Chronic Teacher Absenteeism Costs Millions, but Causes Aren't Clear | Eastern North Carolina Now

    Publisher's note: This post appears here courtesy of the Carolina Journal, and written by Lindsay Marchello, associate editor.

    The N.C. Department of Public Instruction classifies about one in five teachers as chronically absent. The absenteeism costs North Carolina schools about $17 million a year to pay substitute teachers, DPI says.

    Thomas Tomberlin, director of educator recruitment and support at DPI, presented a     report on chronic teacher absenteeism to the State Board of Education earlier this month.

    DPI defines chronic absenteeism as a teacher taking 10 or more non-consecutive sick days in a school year. For the 2016-17 school year, DPI labeled 22,121 out of 97,839 teachers chronically absent. Put differently, that's 22.6 percent of teachers considered chronically absent.

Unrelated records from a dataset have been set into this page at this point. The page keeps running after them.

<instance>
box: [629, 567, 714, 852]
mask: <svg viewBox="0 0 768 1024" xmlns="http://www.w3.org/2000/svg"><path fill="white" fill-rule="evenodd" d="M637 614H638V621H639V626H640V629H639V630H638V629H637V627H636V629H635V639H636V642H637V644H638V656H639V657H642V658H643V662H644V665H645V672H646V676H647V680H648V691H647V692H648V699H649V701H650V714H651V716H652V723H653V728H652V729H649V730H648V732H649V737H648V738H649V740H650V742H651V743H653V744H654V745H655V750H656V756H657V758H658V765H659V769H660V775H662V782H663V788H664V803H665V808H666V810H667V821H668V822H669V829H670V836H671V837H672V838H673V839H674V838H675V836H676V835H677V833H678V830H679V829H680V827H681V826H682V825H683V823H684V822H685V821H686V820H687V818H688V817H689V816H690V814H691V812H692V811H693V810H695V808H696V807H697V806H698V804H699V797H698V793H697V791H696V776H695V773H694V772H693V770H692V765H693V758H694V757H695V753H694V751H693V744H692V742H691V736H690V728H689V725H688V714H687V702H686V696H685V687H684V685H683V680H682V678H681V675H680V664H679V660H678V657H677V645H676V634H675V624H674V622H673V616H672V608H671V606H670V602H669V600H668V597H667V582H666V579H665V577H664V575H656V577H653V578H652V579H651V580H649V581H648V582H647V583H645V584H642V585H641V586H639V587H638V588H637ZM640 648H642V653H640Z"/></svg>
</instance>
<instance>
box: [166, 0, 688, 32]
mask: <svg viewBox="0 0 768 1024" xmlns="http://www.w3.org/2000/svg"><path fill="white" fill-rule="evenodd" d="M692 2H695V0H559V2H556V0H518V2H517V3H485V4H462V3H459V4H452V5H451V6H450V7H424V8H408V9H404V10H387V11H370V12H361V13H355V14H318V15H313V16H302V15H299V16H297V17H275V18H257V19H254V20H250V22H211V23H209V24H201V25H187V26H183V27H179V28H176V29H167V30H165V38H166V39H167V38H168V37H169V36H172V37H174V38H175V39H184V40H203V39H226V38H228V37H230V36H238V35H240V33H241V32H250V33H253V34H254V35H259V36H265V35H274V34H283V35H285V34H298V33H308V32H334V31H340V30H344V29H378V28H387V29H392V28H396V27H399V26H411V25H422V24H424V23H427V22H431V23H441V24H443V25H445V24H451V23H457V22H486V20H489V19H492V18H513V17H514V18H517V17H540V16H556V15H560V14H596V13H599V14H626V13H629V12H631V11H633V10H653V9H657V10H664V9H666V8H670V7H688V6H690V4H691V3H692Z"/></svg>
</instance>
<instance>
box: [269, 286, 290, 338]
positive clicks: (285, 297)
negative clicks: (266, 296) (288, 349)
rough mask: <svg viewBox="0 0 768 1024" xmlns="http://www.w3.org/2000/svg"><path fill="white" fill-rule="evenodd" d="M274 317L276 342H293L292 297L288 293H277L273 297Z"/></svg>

    Tomberlin told SBE members chronic absenteeism appears to correlate with schools scoring low on the annual school report card. Schools with an "F" grade had a higher percentage of chronically absent teachers than schools with an "A" or "B." Similarly, chronic absenteeism seems to correlate with lower EVAAS scores, which is used to measure a teacher's effectiveness.

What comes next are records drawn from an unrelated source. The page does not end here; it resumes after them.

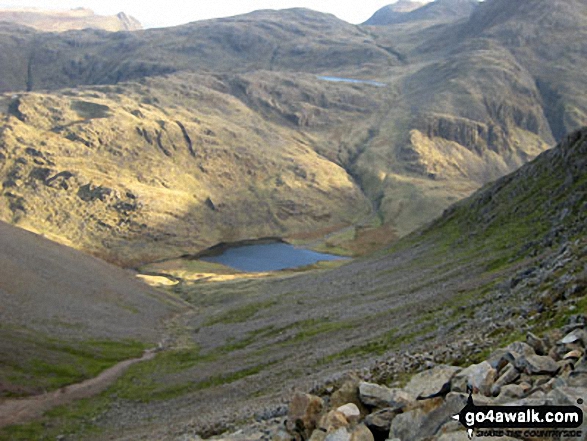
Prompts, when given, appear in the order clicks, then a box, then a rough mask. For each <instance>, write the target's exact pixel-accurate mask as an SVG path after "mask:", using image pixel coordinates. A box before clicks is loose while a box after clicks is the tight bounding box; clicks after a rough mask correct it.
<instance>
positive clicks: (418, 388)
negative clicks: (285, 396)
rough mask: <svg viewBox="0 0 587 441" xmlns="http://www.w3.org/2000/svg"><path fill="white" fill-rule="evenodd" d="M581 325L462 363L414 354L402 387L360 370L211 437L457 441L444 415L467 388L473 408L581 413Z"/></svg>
mask: <svg viewBox="0 0 587 441" xmlns="http://www.w3.org/2000/svg"><path fill="white" fill-rule="evenodd" d="M586 328H587V316H585V315H583V314H577V315H573V316H571V317H570V319H569V321H568V324H567V325H565V326H563V327H562V328H560V329H556V330H554V331H551V332H548V333H547V334H546V335H544V336H543V337H539V336H537V335H535V334H533V333H532V332H528V334H527V336H526V341H525V342H522V341H516V342H514V343H511V344H509V345H508V346H506V347H504V348H501V349H498V350H496V351H494V352H493V353H491V354H490V355H489V356H488V357H487V359H486V360H484V361H482V362H481V363H478V364H473V365H470V366H468V367H464V368H463V367H460V366H451V365H447V364H438V365H436V364H435V363H434V361H433V358H432V357H427V356H426V355H425V354H422V355H421V356H420V357H419V358H420V359H422V358H424V359H426V358H428V360H426V363H424V365H423V368H424V370H422V371H421V372H419V373H417V374H415V375H413V376H412V377H411V379H409V381H408V383H407V384H406V385H404V386H403V387H399V384H398V382H396V383H395V384H393V385H392V387H388V386H386V385H383V384H377V383H374V382H369V381H365V380H364V377H365V375H364V374H363V375H361V374H357V375H355V374H349V375H348V376H347V377H345V379H343V380H342V381H341V382H340V383H339V386H338V387H336V388H334V387H329V388H325V389H323V390H322V391H321V393H320V392H316V393H317V394H316V395H313V394H308V393H301V392H297V393H295V395H294V396H293V397H292V399H291V402H290V404H289V408H288V410H287V416H282V417H276V418H273V419H271V420H267V421H259V422H257V423H256V424H254V425H252V426H249V427H246V428H243V429H240V430H239V431H237V432H233V433H230V434H224V435H220V436H216V437H214V438H213V439H217V440H223V439H224V440H241V441H244V440H251V441H252V440H272V441H306V440H309V441H378V440H381V441H385V440H388V441H412V440H414V441H415V440H421V439H426V440H434V441H460V440H463V441H464V440H467V439H468V438H467V433H466V431H465V428H464V427H463V426H461V424H460V423H459V422H457V421H455V420H453V419H452V418H451V417H452V416H453V415H455V414H458V413H459V412H460V411H461V410H462V409H463V408H464V407H465V405H466V404H467V398H468V392H469V391H471V390H472V392H473V399H474V402H475V404H476V405H510V406H525V405H528V406H530V405H532V406H536V405H548V404H550V405H578V404H579V407H580V408H582V410H583V411H584V412H585V410H587V406H586V405H585V403H584V401H582V400H584V399H585V397H587V357H586V347H587V330H586ZM417 358H418V357H417ZM586 428H587V426H586V425H585V423H584V424H583V426H582V428H581V430H582V436H581V437H578V438H573V439H577V440H578V439H580V440H585V439H587V431H586V430H585V429H586ZM485 438H486V439H501V440H508V439H517V438H511V437H507V436H506V437H500V438H488V437H485ZM185 439H186V440H187V439H190V440H194V439H201V438H199V437H196V438H191V437H187V436H186V438H185ZM520 439H524V438H520ZM532 439H536V440H538V439H541V438H532Z"/></svg>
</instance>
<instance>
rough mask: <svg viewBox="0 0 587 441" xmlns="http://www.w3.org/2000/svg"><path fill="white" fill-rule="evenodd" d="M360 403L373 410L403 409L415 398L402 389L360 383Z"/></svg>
mask: <svg viewBox="0 0 587 441" xmlns="http://www.w3.org/2000/svg"><path fill="white" fill-rule="evenodd" d="M359 397H360V399H361V402H362V403H363V404H365V405H367V406H370V407H375V408H386V407H393V408H398V409H401V408H404V407H405V406H407V405H408V404H409V403H411V402H412V401H414V400H415V397H414V396H413V395H411V394H409V393H407V392H406V391H404V390H402V389H390V388H388V387H385V386H380V385H379V384H374V383H368V382H366V381H362V382H361V383H359Z"/></svg>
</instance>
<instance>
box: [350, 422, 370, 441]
mask: <svg viewBox="0 0 587 441" xmlns="http://www.w3.org/2000/svg"><path fill="white" fill-rule="evenodd" d="M351 441H375V438H374V437H373V433H371V431H370V430H369V429H368V428H367V426H365V425H364V424H359V425H358V426H356V427H355V428H354V429H353V430H352V431H351Z"/></svg>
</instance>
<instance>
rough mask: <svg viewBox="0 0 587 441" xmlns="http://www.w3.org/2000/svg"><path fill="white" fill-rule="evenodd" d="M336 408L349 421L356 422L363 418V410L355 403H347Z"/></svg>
mask: <svg viewBox="0 0 587 441" xmlns="http://www.w3.org/2000/svg"><path fill="white" fill-rule="evenodd" d="M336 410H337V411H338V412H340V413H342V414H343V415H344V416H345V417H346V419H347V420H348V422H349V423H355V422H357V421H359V419H360V418H361V411H360V410H359V408H358V407H357V405H356V404H354V403H347V404H345V405H344V406H340V407H339V408H337V409H336Z"/></svg>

    Tabari Wallace, the 2018 principal of the year and advisory member of the state education board, said his school district was able to reduce absences with policy changes.

    Wallace said chronic teacher absenteeism was a problem in Craven County until a new policy required teachers to get a doctor's note or provide 60 days' notice to take off any Monday, Friday, or day after a holiday. After the policy was implemented, teacher absences dropped by 40 percent.

    Terry Stoops, vice president of research and director of education studies at the John Locke Foundation, said the report on chronic teacher absenteeism is a good start, but more information is needed to identify the causes.

    "Until we know why so many teachers are chronically absent, policymakers, in particular, cannot address the problem," Stoops said.

    Tomberlin told board members part of the problem may lie with a misunderstanding of policy. Some local education agencies interpret state extended sick leave policy to allow teachers 20 additional sick days, beyond their accrued 10 sick days.

    "Until we have data that say otherwise, we should assume that the extended absences are for legitimate reasons," Stoops said. "The question then becomes how teachers and administrators better manage student instruction in the absence of the regular classroom teacher."